RSV: controlling nosocomial spread

( Version 3.0  05/05/02 - 10/02/02)

Respiratory syncytial virus (RSV) is the most important cause of bronchiolitis and pneumonia in young children. Young neonates are at-risk for severe RSV disease; and RSV may prove fatal to preterm infants and infants with cyanotic heart disease or chronic lung disease. As RSV is a seasonal virus, Synagis (palivizumab) a humanized monoclonal antibody, is administered to select former NICU patients between October and April to decrease the risk of life-threatening disease. However, RSV can also be nosocomially spread within the hospital and poses a threat to current inhabitants of the NICU as well.

Vanderbilt has recently experienced an outbreak of nosocomial RSV in the NICU. The following information is provided to educate staff regarding RSV; and the following measures have been instituted in an attempt to control the spread of infection.

RSV Epidemiology and Detection

Transmission of RSV is by direct or close contact with contaminated secretions, which may involve droplets or fomites. Infectious RSV can persist on environmental surfaces for 4 – 7 hours and for > 30 minutes on hands.

The incubation period for RSV ranges from 2 – 8 days, most commonly 4 - 6 days. In young infants, viral shedding may continue as long as 3 – 4 weeks.

The RSV antigen detection immunoassay is performed on respiratory secretions and a result can be obtained within an hour. RSV viral culture on the same secretions requires 3 to 5 days. The sensitivity of the RSV antigen assay varies from 53 - 96%, but is usually in the 80 – 90% range.

To obtain a specimen for RSV antigen testing, loose respiratory secretions must be sent to the lab. These secretions may be obtained by bulb suctioning if the infants nose is productive or by nasopharyngeal suctioning. Saline as an irrigant should only be used if the infant does not have loose secretions. Secretions can also be obtained by nasopharyngeal swab or endotracheal tube aspiration.

RSV Control Measures

Infants with documented RSV infection should be transferred to the PICU or pediatric floor if possible.  If not possible, infants with documented RSV infection and those with symptoms consistent with RSV should be cohorted and isolated.  Contact isolation precautions should be used.  If possible, nurses caring for these infants should remain in isolation the entire day.  Hospital personnel who visit other susceptible infants’ bedsides should gown, mask, and glove to handle infected infants.  Physicians are asked to round on infected patients last if possible.

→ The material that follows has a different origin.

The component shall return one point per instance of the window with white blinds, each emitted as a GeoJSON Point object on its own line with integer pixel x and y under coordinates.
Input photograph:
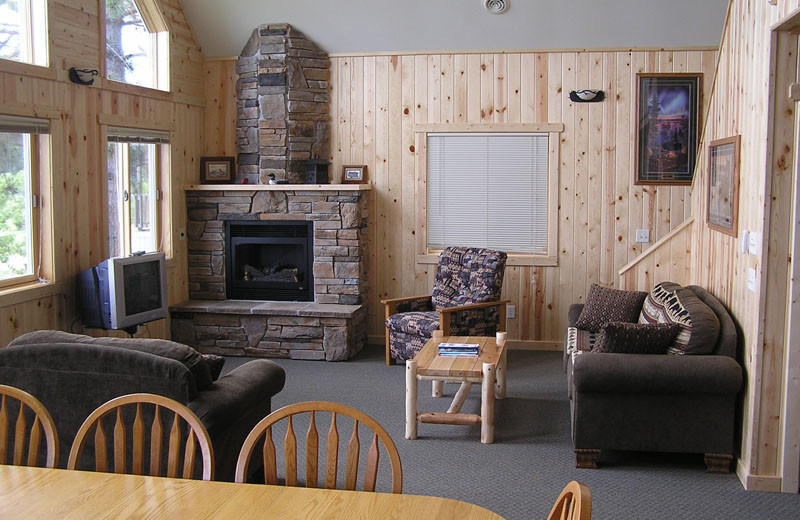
{"type": "Point", "coordinates": [488, 190]}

Diligent handwashing before and after all patient contact is essential. 

To prevent a recurrent nosocomial RSV outbreak:

Staff should always adhere to infection control policies.

Staff with symptoms of a URI should avoid entering the nursery if possible.  If not possible, (s)he should practice careful hand-washing and wear a mask until symptoms (coughing/sneezing) abate.  Gloving for patient contact may also be recommended.

Any staff members with symptoms suggestive of RSV or a history of RSV exposure should be evaluated by Occupational Health, where furlough decisions will be made on clinical grounds.  RSV antigen testing will also be performed for epidemiologic investigation.  Staff members with symptoms consistent with RSV will be sent home for 8 days (the duration of RSV viral shedding in adults.)

During RSV season, residents are asked to not return to the NICU after seeing patients in the Continuity Clinic.

No visitors with an upper respiratory infection should be allowed to enter the nursery.  Depending upon the success of the new sibling visitation policy in the NICU, sibling and family visitation may or may not be restricted further during the upcoming RSV season.

 

Resolved 4/30/02. 

Reference:

American Academy of Pediatrics. The Red Book 2000, 25th ed. Report of the Committee on Infectious Disease. pgs. 483-487.

Cox RA, Rao P, Brandon-Cox C. The use of palivizumab monoclonal antibody to control an outbreak of respiratory syncytial virus infection in a special care baby unit. J Hosp Infect 2001; 48: 186-92.

Hall CB. Nosocomial respiratory syncytial virus infections: the "Cold War" has not ended. Clin Infect Dis 2000; 31: 590-6.

Ruuskanen O. Respiratory syncytial virus—is it preventable? J Hosp Infect 1995; 30S: 494-7.